When I was in sixth-grade, my science teacher was Mrs. Dorsey. She had blonde hair that looked like cotton candy and a slightly mischievous glint in her eye. Mrs. Dorsey stood on her desk and sang memorization songs about mitosis while pointing to her bare feet and repeating “my-toes-sis.” In addition to school work from our textbooks, each week we were required to turn in two current event articles from newspapers or magazines along with a few sentences about our reactions to the events. They were never graded with numbers or letters. Instead, she hand-wrote encouraging words about how we might take action and change the world. We did reports about very important people: our classmates. We also had a mailbox in her classroom for sending other students personal notes of encouragement—anonymous or signed—as long as they were positive. She called them “sun-shines.”

I don’t remember my seventh-grade science teacher’s name, but I do remember she wore Fila sneakers and quit mid-year.

When we went back to school for eighth-grade, we got the greatest surprise: Mrs. Dorsey had moved up to teach eighth-grade. We had her for a second year, and what a year it was! Over the next 180 days, we built a nature trail and outdoor classroom space that the entire school could use. Every day we went outside and worked. We were trusted to use actual farm implements, and we cleared the trees, brush, and briars ourselves. We made little stools from the tree trunks and a podium for a teacher. We hauled off trash. We identified plants, flowers, and trees—then found them in the taxonomy books and labeled them for the younger students.

I don’t know about you, but at the beginning of every school year I feel like Mrs. Dorsey. Our books smell new. The words from last year’s conference are still resounding in my ears, and I am ready to inspire! But around the end of February, I turn into Mrs. Fila Sneakers, and I want to quit.
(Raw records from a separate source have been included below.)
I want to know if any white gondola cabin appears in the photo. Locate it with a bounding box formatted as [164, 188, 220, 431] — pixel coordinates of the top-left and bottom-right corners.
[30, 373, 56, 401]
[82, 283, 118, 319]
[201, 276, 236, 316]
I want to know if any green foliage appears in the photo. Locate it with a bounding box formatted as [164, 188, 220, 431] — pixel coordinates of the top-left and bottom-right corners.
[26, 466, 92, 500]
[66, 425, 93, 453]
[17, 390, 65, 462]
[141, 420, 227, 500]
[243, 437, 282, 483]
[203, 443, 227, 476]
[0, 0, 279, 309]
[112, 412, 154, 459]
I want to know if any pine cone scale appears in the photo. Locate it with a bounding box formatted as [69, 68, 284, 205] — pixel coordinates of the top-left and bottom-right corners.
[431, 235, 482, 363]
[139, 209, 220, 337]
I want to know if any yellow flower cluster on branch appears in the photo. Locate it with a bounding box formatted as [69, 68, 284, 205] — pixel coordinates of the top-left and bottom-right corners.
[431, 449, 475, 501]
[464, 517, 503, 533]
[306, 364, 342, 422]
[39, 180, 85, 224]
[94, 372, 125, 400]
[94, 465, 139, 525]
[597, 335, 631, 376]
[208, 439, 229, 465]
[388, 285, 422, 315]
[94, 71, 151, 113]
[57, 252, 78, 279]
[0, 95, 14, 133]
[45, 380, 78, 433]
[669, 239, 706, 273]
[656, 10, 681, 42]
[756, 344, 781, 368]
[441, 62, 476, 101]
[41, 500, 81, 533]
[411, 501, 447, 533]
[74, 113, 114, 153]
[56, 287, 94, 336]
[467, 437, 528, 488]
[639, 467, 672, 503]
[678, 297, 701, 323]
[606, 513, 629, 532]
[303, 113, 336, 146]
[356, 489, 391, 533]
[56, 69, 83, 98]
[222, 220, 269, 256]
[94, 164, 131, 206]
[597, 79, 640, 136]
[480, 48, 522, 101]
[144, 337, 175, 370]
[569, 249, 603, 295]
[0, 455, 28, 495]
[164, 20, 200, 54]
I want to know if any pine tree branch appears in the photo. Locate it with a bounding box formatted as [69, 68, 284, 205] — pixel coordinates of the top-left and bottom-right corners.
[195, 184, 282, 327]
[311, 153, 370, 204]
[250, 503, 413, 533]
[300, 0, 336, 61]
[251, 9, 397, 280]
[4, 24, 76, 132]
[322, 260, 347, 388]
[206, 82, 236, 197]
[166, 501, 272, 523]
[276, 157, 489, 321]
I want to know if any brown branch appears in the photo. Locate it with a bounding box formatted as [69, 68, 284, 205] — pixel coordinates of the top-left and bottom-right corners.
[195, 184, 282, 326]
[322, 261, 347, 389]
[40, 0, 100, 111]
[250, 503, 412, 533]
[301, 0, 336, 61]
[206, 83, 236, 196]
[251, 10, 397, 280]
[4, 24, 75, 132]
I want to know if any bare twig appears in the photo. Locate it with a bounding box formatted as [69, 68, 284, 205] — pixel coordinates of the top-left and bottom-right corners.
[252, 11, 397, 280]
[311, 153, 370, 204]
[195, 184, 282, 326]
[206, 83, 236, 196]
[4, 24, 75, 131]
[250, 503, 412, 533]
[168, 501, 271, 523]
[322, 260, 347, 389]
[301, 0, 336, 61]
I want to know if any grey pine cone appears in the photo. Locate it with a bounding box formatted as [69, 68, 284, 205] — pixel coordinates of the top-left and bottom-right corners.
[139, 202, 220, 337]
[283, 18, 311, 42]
Here are four lessons I have learned to help keep a Mrs. Dorsey mindset all year:

  1. Write yourself a sun-shine. Write yourself a note today! Tell yourself how excited you are for this school year. Ask your spouse and children to write sun-shines and keep them somewhere you’ll remember. Include a few sun-shines from God, too, like Psalm 37:23-24 or Psalm 90:12. Re-read them when you are feeling uninspired.
  2. Go outside. Blaze a trail! There’s something about the unplugged, unfiltered beauty of nature that refreshes us down deep in our soul. Sit still. Observe creatures in their surroundings and habits. Watch a sunrise, or search for nocturnal critters. Praise God for the wonder of creation that declares His glory.
  3. Color outside the lines. Step away from the lesson plan! I repeat: close the pinning app! Ask your kids what they want to do for school today and do it. Watch them make a costume, write a song, build a model, bake a treat, or dramatically re-enact something you’re studying.
  4. Serve others. Take fresh flowers to a shut-in, and then sit to listen to her tell you about history. Plant a garden you can study, and then share its fruits with your neighbors. Mrs. Dorsey knew, as you and I do, that one day children will leave our classrooms. Perhaps, watching her students grow, not only in knowledge but also in virtue and purpose, was what made Mrs. Dorsey such a memorable and optimistic teacher.

And whatever you do in word or deed,

do all in the name of the Lord Jesus,

giving thanks to God the Father through Him!

Colossians 3:17

 

Sarah Hicks is the media manager for NCHE. She and her husband, Peter John, educate their four children at home. She does not have cotton candy hair but has been known to have a slightly mischievous glint in her eye.